2.4.2 Band-diagonal systems


hml
05-06-2009, 06:41 AM
In Bandec::Bandec ctor,
where we rearrange the storage a bit, taking the example (2.4.8), we set a to au, so au looks like (2.4.8)
then we set
au[0][0] from au [0][1]
which is junk (that is 'x' )
At the end of that loop for "rearrange storage", au[0][0]
is still junk.

Later, for row k=0
we use, dum = au[0][0], which is junk

is this normal?

rds,

davekw7x
05-06-2009, 12:04 PM
In Bandec::Bandec ctor,
where we rearrange the storage a bit, taking the example (2.4.8), we set a to au, so au looks like (2.4.8)
then we set
au[0][0] from au [0][1]
which is junk (that is 'x' )

That is not correct. If you follow the calculations carefully, you can see for this example (7x7 system with m1 = 2 and m2 = 1) the input banded matrix elements [0][0] and [0][1] and [1][0] and [6][3] are not used anywhere in the calculations. Therefore, as far as the program is concerned, their values are irrelevant.

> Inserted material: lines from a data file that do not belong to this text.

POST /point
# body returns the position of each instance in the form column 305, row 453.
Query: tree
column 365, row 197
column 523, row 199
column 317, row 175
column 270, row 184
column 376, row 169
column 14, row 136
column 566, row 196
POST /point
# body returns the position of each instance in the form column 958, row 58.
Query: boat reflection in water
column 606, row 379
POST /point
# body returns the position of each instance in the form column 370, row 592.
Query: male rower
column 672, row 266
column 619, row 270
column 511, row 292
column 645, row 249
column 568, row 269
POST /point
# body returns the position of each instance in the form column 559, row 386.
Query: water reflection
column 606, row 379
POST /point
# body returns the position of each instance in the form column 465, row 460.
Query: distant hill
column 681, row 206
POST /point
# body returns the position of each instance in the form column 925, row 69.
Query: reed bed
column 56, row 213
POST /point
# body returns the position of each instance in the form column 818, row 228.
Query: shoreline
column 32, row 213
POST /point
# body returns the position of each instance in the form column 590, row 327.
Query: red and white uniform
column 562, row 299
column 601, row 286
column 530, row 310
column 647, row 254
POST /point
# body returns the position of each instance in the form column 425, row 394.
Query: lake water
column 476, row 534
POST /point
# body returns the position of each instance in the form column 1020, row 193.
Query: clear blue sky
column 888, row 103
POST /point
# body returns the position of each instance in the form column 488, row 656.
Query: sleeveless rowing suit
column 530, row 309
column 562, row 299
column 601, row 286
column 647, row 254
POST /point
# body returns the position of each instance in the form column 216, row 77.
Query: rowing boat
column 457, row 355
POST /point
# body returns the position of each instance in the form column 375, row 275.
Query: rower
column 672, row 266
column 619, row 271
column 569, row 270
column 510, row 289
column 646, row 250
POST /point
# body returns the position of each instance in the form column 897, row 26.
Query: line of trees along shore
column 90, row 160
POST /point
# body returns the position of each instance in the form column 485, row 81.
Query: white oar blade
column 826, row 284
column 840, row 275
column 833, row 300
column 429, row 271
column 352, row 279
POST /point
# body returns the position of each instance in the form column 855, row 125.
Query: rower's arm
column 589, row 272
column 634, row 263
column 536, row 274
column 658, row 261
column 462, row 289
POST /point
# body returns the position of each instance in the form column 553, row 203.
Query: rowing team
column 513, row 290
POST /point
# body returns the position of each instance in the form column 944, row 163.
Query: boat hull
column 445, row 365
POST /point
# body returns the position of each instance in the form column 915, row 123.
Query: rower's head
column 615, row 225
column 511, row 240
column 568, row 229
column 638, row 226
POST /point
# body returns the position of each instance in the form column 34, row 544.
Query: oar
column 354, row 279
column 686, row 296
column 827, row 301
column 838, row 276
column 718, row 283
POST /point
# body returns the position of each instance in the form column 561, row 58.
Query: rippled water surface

In particular here is how the loops at the beginning of the constructor operate to shift the first "m1" rows of the banded matrix copied from the input:

In the constructor with m1 = 2, m2 = 1, mm = 4
i = 0
First "j" loop:
Set au[0][0] equal to the original value of au[0][2]
Set au[0][1] equal to the original value of au[0][3]
Second "j" loop:
Set au[0][2] to zero.
Set au[0][3] to zero.

i = 1
First "j" loop:
Set au[1][0] equal to the original value of au[1][1]
Set au[1][1] equal to the original value of au[1][2]
Set au[1][2] equal to the original value of au[1][3]
Second "j" loop:
Set au[1][3] to zero.


Regards,

Dave

hml
05-07-2009, 02:35 AM
the l index looked like a number 1
so I rearranged wrongle the au[] data
au[i][j-l] = au[i][j-1]
annoying fonts

now it works
thanks

hml
05-08-2009, 06:04 AM
how does the algorithm simplify if the matrix, in addition to being band diagonal, is also symmetric ?

rds,